What’s less visible is the bread that’s wasted before we even buy it. A lifecycle analysis by Tesco, the only supermarket that discloses its food waste statistics, found that 34% – 44% of all bread produced in the UK is wasted and that only half of that occurs in our homes. Cereals are lost in the field due to crop damage, cancelled orders or other unforeseen circumstances, and in the factories of food processors during the production of bakery products. Bread is wasted by sandwich makers who discard the heel end of loaves. In 2008, Tristram discovered that a single sandwich manufacturer was wasting 13,000 slices every day because the retail customer required it to remove the crust and first slice from every loaf they used – adding up to 17% of the loaf lost. At the end of the supply chain, retailers dispose of loaves that are damaged or past their sell-by-date, even though they are usually perfectly edible. Just ask a freegan!
What’s happens to this ‘waste’?
Bakery waste is sometimes used as animal feed and we fully support initiatives that manage and regulate feeding livestock with food that is unsuitable for human consumption. The Pig Idea seeks to lift the EU ban on feeding catering waste to pigs, which has resulted in pigs being fed crops that people could otherwise eat. The increase in demand puts pressure on global food supplies, exacerbates global food price volatility, and contributes to global hunger, deforestation and pollution. Waste bread is actually legally permissable as pig feed but there’s a lot of misunderstanding so too little ends up in the bellies of animals.
Mostly, food waste ends up in landfill, or is used for composting or anaerobic digestion. The latter are much better options to landfill, but they are costly methods of disposal. They are also inefficient conversions of the resources used to produce food; food is high in water content so doesn’t make a great fuel.
Of course, bread is just a part of the story. A pixel in the food waste picture. Globally, a third of all food produced – equivalent to 1.3 billion tonnes per year (FAO) – gets lost or wasted in the food production and consumption systems. In the UK, we waste 15 million tonnes every year (WRAP).
Food production is the single biggest impact that humanity has had on the environment. If food loss and waste were a country, it would be the third-greatest emitter of GHG emissions.

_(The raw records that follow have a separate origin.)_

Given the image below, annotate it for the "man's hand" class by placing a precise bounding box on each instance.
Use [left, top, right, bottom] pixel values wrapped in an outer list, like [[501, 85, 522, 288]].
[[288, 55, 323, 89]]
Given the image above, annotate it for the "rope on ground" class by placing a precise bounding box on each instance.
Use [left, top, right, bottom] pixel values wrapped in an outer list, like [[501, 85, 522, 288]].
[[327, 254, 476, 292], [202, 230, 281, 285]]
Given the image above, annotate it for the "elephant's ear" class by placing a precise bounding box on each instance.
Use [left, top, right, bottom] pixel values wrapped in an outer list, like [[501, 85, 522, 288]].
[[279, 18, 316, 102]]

Growing food also uses land and water resources. The land use footprint of food that is never eaten is 1.4bn hectares (FAO), 28% of the world’s agricultural land area. The blue water footprint is 250km3 (FAO), three times the volume of Lake Geneva.
What can we do?
Simply, we should buy only what we need and eat what we buy. Ignore best before labels and trust our senses. Freeze bread that we anticipate we won’t use up before it goes bad. Be a little creative in the kitchen with classic uses for stale bread. We should also use our purchasing power to put pressure on retailers and caterers to reduce their waste and waste further up the supply chain, to redistribute to food charities and to support the Pig Idea.
Toast ale uses bread that would otherwise be thrown away by bakeries, delicatessens and sandwich makers, keeping it in the human food chain and reducing demand for more food production. Beer is an excellent way of preserving the calorific goodness of bread and significantly extending its life. We use at least one slice in every bottle, more if you are a thin slice kinda person. It’s replaces 40% of the malt typically used, and helps hop utilisation. And it produces a delicious ale with sweet caramel notes that we balance with tangy, bitter hops.
We’re just one part of the solution to food waste, but we hope we will make a massive dent by proving that the solution is delicious.
All our profits go to the charity Feedback to support the fight against food waste.